Her tiptoes almost falter on the stone. "Why?" she asks, focusing on the vile spurts of water shining in the sun and not on his stupid scarred face. "It's not like you ever cared what I thought." He can't trick her; he wants her at his ceremony for the exact same reason she wanted him at hers: so the country won't question the royal succession. But the Fire Nation is hers, it was always going to be hers, Father said so from the day of her first bending lesson, the day he smiled and called her his Little Fire Lord...
…but now it is Zuko will sit on the throne. Unworthy Zuko. Weak Zuko. Zuko, Mother's Favorite. Zuko, held in thrall by a southern bumpkin who pulls his strings and makes him dance like a puppet at a Fire Days Festival. Azula sees what is happening; after all, she has pulled Zuko's strings since they were babies playing in the sand. No one else is allowed to hold them. Zuko is hers. "You see, brother, I don't really care whether the Fire Nation accepts you. And it doesn't matter anyway - everyone knows you won't be the one in charge."
This isn't going to work, Azula. Can't you just-
"Did you ever figure out why Father despised you, Zuko?" She executes a quick twirl on the tip of her boot; Ty Lee couldn't have done it more elegantly. Her friend Ty Lee; her friend Mai. They sold her out in the end. Trust is for fools. "It's the same reason Grandfather named Uncle after Grandmother instead of a proper royal title. And why Uncle never remarried, even though he only had one heir." Generations of weak men. It was a daughter's turn to sit on the throne. "Father loved our mother. He loved her more than anything or anyone."
That's not true. It's Father's fault Mother is gone.
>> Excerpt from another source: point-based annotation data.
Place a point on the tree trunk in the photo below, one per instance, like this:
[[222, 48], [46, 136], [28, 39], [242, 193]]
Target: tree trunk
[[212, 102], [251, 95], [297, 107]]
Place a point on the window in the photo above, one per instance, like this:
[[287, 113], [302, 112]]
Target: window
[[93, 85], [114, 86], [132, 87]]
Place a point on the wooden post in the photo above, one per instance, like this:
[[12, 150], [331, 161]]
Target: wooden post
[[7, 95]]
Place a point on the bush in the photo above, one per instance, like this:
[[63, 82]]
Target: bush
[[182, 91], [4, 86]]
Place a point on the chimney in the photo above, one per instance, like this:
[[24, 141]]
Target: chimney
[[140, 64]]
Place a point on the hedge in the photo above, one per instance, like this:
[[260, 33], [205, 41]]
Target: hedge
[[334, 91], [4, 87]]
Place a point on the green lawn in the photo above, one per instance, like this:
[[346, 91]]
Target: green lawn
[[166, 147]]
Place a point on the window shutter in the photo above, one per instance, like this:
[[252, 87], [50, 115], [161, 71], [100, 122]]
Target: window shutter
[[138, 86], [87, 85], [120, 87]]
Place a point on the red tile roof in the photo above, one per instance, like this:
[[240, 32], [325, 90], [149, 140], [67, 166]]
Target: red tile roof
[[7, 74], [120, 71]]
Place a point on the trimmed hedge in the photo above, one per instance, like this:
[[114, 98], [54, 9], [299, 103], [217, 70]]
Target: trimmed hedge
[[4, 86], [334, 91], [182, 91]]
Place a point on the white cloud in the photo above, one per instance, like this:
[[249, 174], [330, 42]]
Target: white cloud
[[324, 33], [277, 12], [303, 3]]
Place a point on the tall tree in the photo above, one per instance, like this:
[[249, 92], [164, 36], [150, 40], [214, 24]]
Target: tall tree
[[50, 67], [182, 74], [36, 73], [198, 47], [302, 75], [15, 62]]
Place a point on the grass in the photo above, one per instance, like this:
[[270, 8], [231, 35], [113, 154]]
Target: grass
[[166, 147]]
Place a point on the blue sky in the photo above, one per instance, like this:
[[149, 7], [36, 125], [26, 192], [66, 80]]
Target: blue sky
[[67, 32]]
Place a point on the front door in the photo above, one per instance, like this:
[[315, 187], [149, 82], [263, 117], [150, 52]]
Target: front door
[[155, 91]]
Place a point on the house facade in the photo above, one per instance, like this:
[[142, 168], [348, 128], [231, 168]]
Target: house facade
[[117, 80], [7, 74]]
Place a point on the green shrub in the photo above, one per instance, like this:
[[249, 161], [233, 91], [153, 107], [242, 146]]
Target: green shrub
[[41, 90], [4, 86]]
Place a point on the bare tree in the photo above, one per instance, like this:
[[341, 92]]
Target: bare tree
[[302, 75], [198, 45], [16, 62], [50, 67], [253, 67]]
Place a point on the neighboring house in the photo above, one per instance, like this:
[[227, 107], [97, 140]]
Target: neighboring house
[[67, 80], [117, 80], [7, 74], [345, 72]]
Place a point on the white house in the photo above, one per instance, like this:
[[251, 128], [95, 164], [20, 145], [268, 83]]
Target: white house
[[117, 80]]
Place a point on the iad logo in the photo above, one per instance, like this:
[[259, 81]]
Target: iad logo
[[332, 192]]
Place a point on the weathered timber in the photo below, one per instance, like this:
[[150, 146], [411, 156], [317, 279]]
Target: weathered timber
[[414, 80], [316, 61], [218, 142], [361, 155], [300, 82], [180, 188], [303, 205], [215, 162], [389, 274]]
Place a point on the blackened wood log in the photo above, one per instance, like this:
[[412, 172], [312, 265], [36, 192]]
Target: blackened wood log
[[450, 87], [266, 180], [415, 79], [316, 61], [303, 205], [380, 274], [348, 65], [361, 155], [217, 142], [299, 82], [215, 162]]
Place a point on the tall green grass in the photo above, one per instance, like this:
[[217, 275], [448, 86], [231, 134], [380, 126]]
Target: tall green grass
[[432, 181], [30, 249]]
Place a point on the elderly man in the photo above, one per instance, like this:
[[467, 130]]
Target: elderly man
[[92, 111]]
"No, it's your fault Mother is gone, dum-dum. Father told me. He was supposed to know the pain of losing a firstborn son, but Mother offered herself to Azulon instead. Father worshiped her, but she decided to die for you." Twirl, twirl, twirl along the fountain's edge. "Wasn't the first time, either. Did you ever listen to the whispers, Zuko? You almost killed our mother the day you were born. It took her months to recover, but did she care? No. She just cared about her son. Father would rather have dropped you in the ocean. He never loved you."
But she loved him. Well, sort of. She had looked out for him, which was more important, really. He was weak, stupid, spineless, had no business ruling a country, but she'd done her best to help him. All he'd had to do was step aside and bow to her. He would have been her general. Her only confidant. Zuzu could be trusted... or so she'd thought. "But go ahead. Make the sparrowkeet a Fire Lady. Wait for her to spawn a waterbending heir. She'll never look at you again. And you'll hate the brat as much as Father hated you."
I'm not going to listen anymore. You always lie. Even when you tell the truth.
"Tell yourself whatever you want, brother." Azula executes a clean backflip off the ledge; the fire she trails in her wake evaporates the water in the fountain and leaves only charred stone behind. But she is careful, oh so careful, not to allow the flames to touch the covered walkways. The guards will block her chi again if she doesn't. The courtyard is the only place she is permitted to firebend. Ember Island is the only place she's permitted to live. "Just wait: one day you'll see things my way. You'll be sorry you didn't listen to your little sister."
...it's getting late. I've got to get back to the capital.
"What?"
I'll come visit again when I can.
"No! I don't give you permission to leave!"
Goodbye, Azula.
"Don't walk away from me, Zuzu!" she screams, sparks at her fingertips. "Don't you dare walk away from me!"
...
"Come back!"
…
The guards in the walkway glance at each other, then back at the exiled Fire Princess, who shoots fire at phantoms and shouts at thin air.
"Who is she talking to?" the newer guard says, uncertain. He was added to the security team only two days ago, after the princess's latest escape attempt left one sentry with a dislocated shoulder and the second floor in shambles.
"Today? Her brother."
"But I thought he left two weeks ago?"
"He did," replies the older guard. "This is just what the Princess does."